Wenn etwas feucht ist, ist die Konstruktion, die Materialien oder etwas anderes nicht im Reinen.
Man sollte erst die Ursache klären und dann die richtige Maßnahmen treffen!

Mal so mal schnell ein eMauersägerei veranstalten bringt m.E: nichts!

FK



aus



welchen Material besteht das Mauerwerk, in welcher Höhe wird gesägt - ist das der Kellerbereich oder sind die EG-Räume zum Außengelände gleich hoch und der Schnitt liegt über Fußbodenbelagshöhe ?

Um welches System handelt es sich denn - wenn es zensiert ist - und von Wem ??



Re: Horizontalsperre



Die Firma ist in Löwenberg (Brandenburg), im Internet unter www.mauertrocken.de, TB-A heisst sie. Das Mauerwerk aus Backstein soll bei dem nicht unterkellerten Bauernhaus Bj. 1810, auf Fußbodenhöhe gesägt werden. Es scheint an einer Giebelwand stand mal ein Stall, es sind dort auch Salzausblühungen zu sehen. Das ist natürlich die feuchteste Stelle am ganzen Haus, klar. Die Regenrinnen sind jetzt auch dran und werden erneuert, allerdings habe ich keine Rinnen am Giebel:-).

Der Schubi



waagerechte Abdichtung



Die Firma bzw. die vor fachlichem Unwissen strotzenden Beiträge der Chefin Frau Cyba sind hier im Forum noch vielen in lebhafter Erinnerung, mich eingeschlossen. Ich würde mich an Ihrer Stelle fragen ob diese Abdichtung wirklich erforderlich ist und wenn ob es nicht substanzschonendere Verfahren gibt. Haben Sie ein paar Fotos vom Sockel innen und außen?
Wurden Messungen der Bauteilfeuchte durchgeführt?

Viele Grüße



@G.Böttcher



Danke Herr Böttcher,

hab ich mir doch fast gedacht, dass es da einen Haken gibt.
Gibt es denn eine bessere Möglichkeit, außer dem Sägen? Ich habe von allerlei Möglichkeiten gehört, Injektion, Bleche einrammen (wohl die substanzzerstörenste Maßnahme)etc. p.p.
Fotos kann ich zwecks Zeitproblemen erst nach Ostern einstellen. Es gibt an dieser Giebelwand auch keine Sockelabdichtung oder Ähnliches. Weitere Probleme habe ich mit ziemlich großen Rissen in der Wand. Da steht noch ne Menge Arbeit an.Ein neuer Fußboden muss auch noch eingebracht werden, wäre wohl das Beste, diesen eben mit einer Horizontalsperre zu verbinden (lt. Stand der Technik).
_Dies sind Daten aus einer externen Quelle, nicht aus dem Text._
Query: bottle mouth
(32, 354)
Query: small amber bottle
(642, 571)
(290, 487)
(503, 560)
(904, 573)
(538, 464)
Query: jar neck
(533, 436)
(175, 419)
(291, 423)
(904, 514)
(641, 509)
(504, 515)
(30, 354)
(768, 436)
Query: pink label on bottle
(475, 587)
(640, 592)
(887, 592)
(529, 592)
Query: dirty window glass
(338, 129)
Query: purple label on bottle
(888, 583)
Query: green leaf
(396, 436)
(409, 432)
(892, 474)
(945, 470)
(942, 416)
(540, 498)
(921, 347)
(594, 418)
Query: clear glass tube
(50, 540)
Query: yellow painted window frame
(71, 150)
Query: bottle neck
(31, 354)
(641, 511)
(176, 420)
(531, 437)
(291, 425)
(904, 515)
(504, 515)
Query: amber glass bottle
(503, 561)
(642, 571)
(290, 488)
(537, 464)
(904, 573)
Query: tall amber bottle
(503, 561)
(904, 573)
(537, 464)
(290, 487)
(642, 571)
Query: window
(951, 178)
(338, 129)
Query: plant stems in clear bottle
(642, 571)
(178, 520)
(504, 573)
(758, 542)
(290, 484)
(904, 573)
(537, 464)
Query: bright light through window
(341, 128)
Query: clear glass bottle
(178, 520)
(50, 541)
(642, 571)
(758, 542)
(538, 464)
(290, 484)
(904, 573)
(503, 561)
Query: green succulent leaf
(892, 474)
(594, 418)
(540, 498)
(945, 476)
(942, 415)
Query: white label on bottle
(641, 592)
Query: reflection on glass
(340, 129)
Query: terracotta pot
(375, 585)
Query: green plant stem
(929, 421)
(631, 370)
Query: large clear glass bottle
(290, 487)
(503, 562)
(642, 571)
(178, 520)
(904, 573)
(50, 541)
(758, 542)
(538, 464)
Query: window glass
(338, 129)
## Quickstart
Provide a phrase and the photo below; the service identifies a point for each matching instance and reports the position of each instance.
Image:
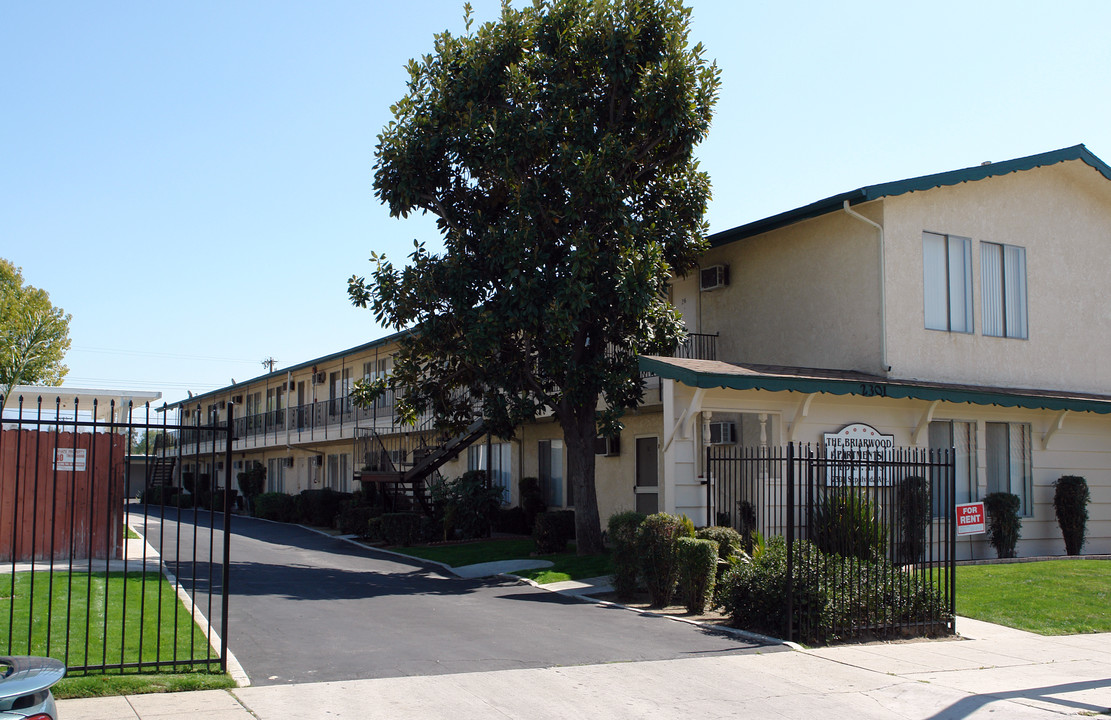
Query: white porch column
(681, 490)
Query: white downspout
(883, 287)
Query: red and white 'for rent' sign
(970, 519)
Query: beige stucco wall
(1080, 447)
(807, 295)
(1061, 215)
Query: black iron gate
(870, 532)
(107, 562)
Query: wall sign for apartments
(856, 453)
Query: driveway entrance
(308, 608)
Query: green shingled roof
(900, 187)
(743, 376)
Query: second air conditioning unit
(722, 432)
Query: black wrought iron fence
(869, 537)
(107, 562)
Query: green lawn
(566, 566)
(100, 619)
(1051, 597)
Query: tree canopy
(554, 147)
(33, 333)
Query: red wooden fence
(72, 511)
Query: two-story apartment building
(967, 310)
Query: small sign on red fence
(970, 519)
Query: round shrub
(273, 506)
(553, 530)
(698, 565)
(1003, 523)
(657, 545)
(1070, 503)
(622, 535)
(729, 540)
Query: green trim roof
(281, 373)
(900, 187)
(712, 373)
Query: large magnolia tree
(554, 148)
(33, 333)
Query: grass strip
(91, 619)
(1050, 597)
(117, 685)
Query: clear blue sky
(192, 180)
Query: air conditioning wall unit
(713, 277)
(608, 447)
(722, 432)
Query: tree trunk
(579, 432)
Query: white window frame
(1017, 473)
(964, 462)
(947, 282)
(1003, 290)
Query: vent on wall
(713, 277)
(722, 433)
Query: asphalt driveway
(309, 608)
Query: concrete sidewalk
(991, 671)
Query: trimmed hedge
(1070, 505)
(622, 536)
(1003, 523)
(698, 565)
(274, 506)
(729, 540)
(657, 545)
(400, 528)
(827, 595)
(553, 530)
(847, 525)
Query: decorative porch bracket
(800, 415)
(688, 416)
(924, 422)
(1057, 425)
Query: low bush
(400, 528)
(553, 530)
(729, 541)
(657, 547)
(531, 499)
(319, 508)
(1003, 522)
(622, 536)
(698, 563)
(354, 517)
(847, 525)
(1070, 505)
(469, 505)
(274, 506)
(511, 521)
(913, 511)
(160, 495)
(829, 602)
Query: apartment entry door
(647, 472)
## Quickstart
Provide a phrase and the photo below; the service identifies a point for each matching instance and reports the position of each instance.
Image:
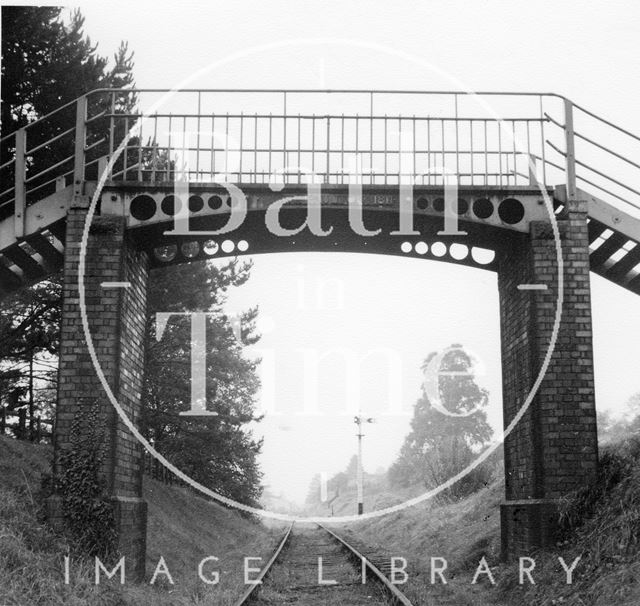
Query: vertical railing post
(80, 139)
(20, 190)
(570, 148)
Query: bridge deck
(379, 139)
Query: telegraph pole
(359, 420)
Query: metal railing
(301, 136)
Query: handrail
(494, 162)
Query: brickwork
(116, 318)
(553, 449)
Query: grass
(181, 527)
(601, 526)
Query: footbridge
(497, 181)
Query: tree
(440, 445)
(219, 452)
(47, 63)
(29, 341)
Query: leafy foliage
(89, 515)
(29, 342)
(46, 63)
(438, 445)
(219, 452)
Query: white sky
(587, 51)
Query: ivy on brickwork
(88, 514)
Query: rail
(486, 139)
(251, 589)
(359, 559)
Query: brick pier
(553, 449)
(116, 318)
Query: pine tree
(439, 445)
(219, 452)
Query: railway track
(312, 565)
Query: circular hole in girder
(196, 203)
(215, 202)
(190, 249)
(482, 208)
(511, 211)
(438, 249)
(458, 251)
(422, 248)
(143, 207)
(463, 206)
(210, 247)
(165, 253)
(171, 205)
(482, 256)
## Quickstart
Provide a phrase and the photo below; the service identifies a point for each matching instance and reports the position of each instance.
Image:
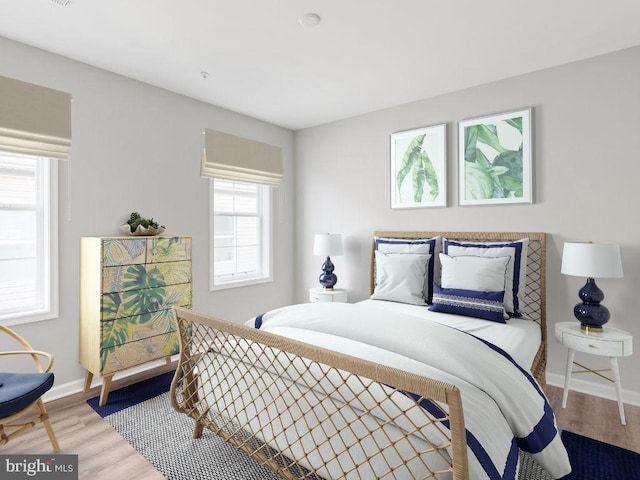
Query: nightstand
(319, 294)
(610, 342)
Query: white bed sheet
(519, 337)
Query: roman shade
(238, 159)
(34, 120)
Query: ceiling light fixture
(310, 20)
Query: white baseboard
(604, 390)
(77, 386)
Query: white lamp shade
(327, 244)
(592, 260)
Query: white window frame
(266, 227)
(46, 246)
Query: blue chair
(21, 392)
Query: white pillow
(516, 269)
(481, 274)
(420, 246)
(400, 277)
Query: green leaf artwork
(493, 159)
(416, 178)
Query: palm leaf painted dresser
(128, 286)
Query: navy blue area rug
(590, 459)
(594, 460)
(132, 395)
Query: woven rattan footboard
(308, 412)
(229, 379)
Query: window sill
(18, 319)
(240, 283)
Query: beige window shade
(34, 120)
(228, 157)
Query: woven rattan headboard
(535, 294)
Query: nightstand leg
(616, 379)
(567, 376)
(104, 391)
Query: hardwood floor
(104, 455)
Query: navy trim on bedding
(545, 430)
(258, 322)
(472, 442)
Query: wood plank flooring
(105, 455)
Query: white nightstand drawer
(595, 345)
(322, 295)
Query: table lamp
(591, 260)
(327, 244)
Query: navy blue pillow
(470, 303)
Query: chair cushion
(19, 390)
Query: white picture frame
(419, 168)
(495, 159)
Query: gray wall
(586, 171)
(137, 148)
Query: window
(240, 234)
(28, 239)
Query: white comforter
(504, 406)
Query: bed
(372, 389)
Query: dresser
(128, 286)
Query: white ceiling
(365, 55)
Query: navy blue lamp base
(327, 278)
(590, 313)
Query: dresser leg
(104, 391)
(567, 376)
(616, 380)
(87, 381)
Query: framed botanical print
(494, 164)
(418, 168)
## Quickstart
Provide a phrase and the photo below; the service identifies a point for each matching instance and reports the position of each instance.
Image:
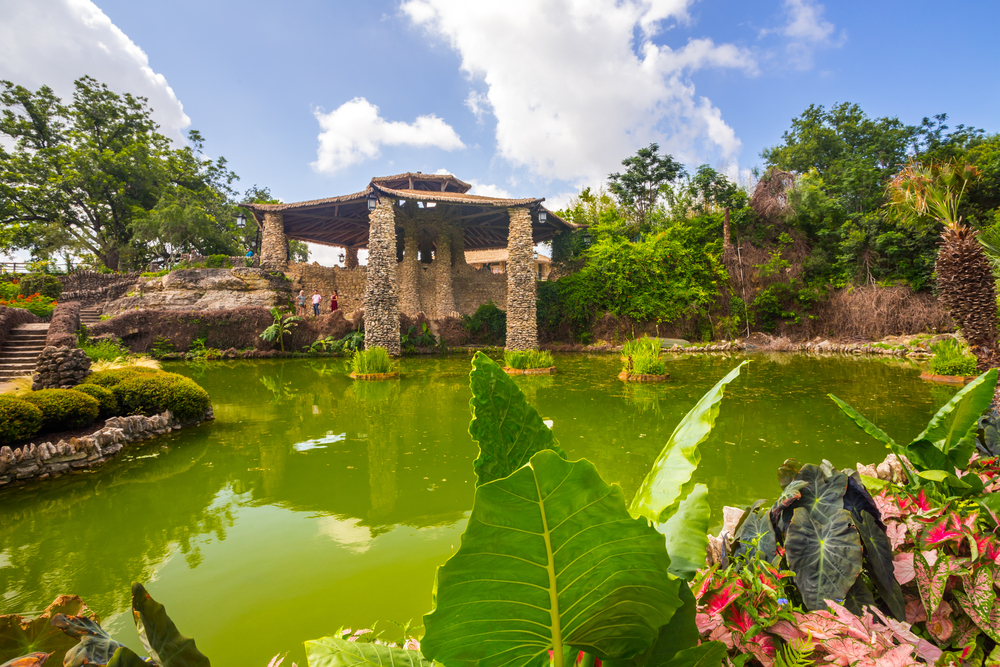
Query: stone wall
(60, 368)
(471, 287)
(51, 460)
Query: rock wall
(206, 289)
(60, 368)
(471, 287)
(51, 460)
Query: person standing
(300, 303)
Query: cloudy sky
(311, 98)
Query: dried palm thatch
(770, 197)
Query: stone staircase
(90, 316)
(21, 350)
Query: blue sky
(526, 97)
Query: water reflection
(310, 487)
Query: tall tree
(94, 172)
(638, 188)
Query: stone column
(274, 245)
(444, 295)
(350, 257)
(409, 287)
(381, 299)
(522, 328)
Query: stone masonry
(274, 245)
(445, 298)
(381, 298)
(522, 327)
(60, 368)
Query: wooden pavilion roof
(343, 220)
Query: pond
(313, 501)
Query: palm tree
(281, 327)
(965, 279)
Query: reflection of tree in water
(132, 515)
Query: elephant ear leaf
(508, 430)
(826, 557)
(661, 491)
(687, 534)
(96, 646)
(958, 420)
(878, 556)
(165, 645)
(533, 574)
(125, 657)
(336, 652)
(21, 636)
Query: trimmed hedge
(64, 409)
(19, 420)
(151, 394)
(41, 283)
(104, 396)
(108, 379)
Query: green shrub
(19, 420)
(104, 396)
(647, 364)
(524, 359)
(152, 393)
(106, 350)
(64, 409)
(488, 324)
(40, 283)
(372, 360)
(951, 358)
(108, 379)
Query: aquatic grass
(372, 361)
(951, 358)
(525, 359)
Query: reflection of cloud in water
(319, 443)
(346, 532)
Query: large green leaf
(165, 645)
(826, 557)
(21, 636)
(662, 489)
(550, 559)
(508, 430)
(336, 652)
(96, 646)
(687, 534)
(878, 556)
(957, 420)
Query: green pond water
(313, 501)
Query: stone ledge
(88, 452)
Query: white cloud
(577, 85)
(807, 31)
(54, 42)
(355, 131)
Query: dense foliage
(64, 409)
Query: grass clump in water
(525, 359)
(372, 361)
(951, 358)
(642, 357)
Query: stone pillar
(274, 245)
(409, 287)
(381, 299)
(444, 295)
(350, 257)
(522, 328)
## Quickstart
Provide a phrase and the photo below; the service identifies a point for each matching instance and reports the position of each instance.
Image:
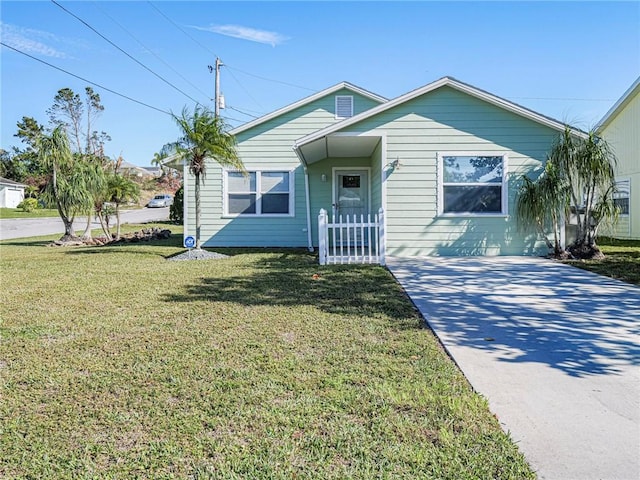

Über eine Antwort von Ihnen würde ich mich natürlich freuen.

Schubi:-)



Abdichtung



Warten wir Ihre Fotos ab.
Vergessen Sie dabei nicht, auch die Risse zu dokumentieren!

Viele Grüße



In



unserer Gegend (Sachsen) werden verschiedene Trocknungslegungsmethoden angewendet, bei Mauerwerk wird hier zwar auch gesägt (neben Injektionen), aber dabei kommen meist Chromstahlplatten zum Einsatz. "http://kuehnert-g.de/index.php?cat=vorstellung" ist eine hier ansässige Firma, die seit 20 Jahren damit arbeitet.
aus technischen Gründen kann aber nicht genau über dem Fußboden gesägt werden, sondern etwa 15 cm höher.
Eine vorherige Dokumentation der Fassade würde auch ich empfehlen.